Artigo dedicado às crianças


Ao contrário de um bom vinho, com o tempo, o projeto Brasil fica cada vez mais ácido em sua plena maturação. Após 500 anos de colonialismo, monarquia e império, e de uma nova república de bananas, arraigada aos vícios imperiais sob a falsa égide da democracia, a nação contabilizava algumas conquistas importantes até 2018, à custa de muita luta em prol da eliminação do fascismo caracterizado pelo racismo estrutural, preconceito, machismo, misoginia e homofobia, que deságuam na desigualdade social. No entanto, na última disputa eleitoral, manipulada por serviços de (des)informação, o povo escolhe um perfil de governo vira-latas para representá-lo, o que gera um retrocesso em todos os setores. Agora, o país avança a passos largos em direção ao abismo que serve de receptáculo à riqueza produzida pela nação, com a conivência do próprio povo que, vítima da falta de educação, segue anestesiado pela falácia de interesses do sistema financeiro, sem se aperceber da manipulação maior que envolve todas as áreas estratégicas da sociedade, principalmente, a Educação, e os setores artístico e cultural, sempre perseguidos e caluniados pelos que temem o conhecimento.

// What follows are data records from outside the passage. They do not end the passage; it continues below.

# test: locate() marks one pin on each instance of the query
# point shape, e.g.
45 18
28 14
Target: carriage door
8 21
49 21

Para chegarmos a este entendimento basta que seja degustada a narrativa reflexiva contida nos clássicos da literatura brasileira, escritos ao longo das diversas fases estabelecidas pelos críticos (destaque-se aqui a importância das obras de Machado de Assis, Euclides da Cunha, Guimarães Rosa, Monteiro Lobato, Érico Veríssimo e Ariano Suassuna, entre outras grandes). A expressão artística ali contida, assim como em outras linguagens, nos fornecerão subsídios para tal avaliação, aliados aos meios de comunicação alternativos, à tradição oral e à história não-oficial.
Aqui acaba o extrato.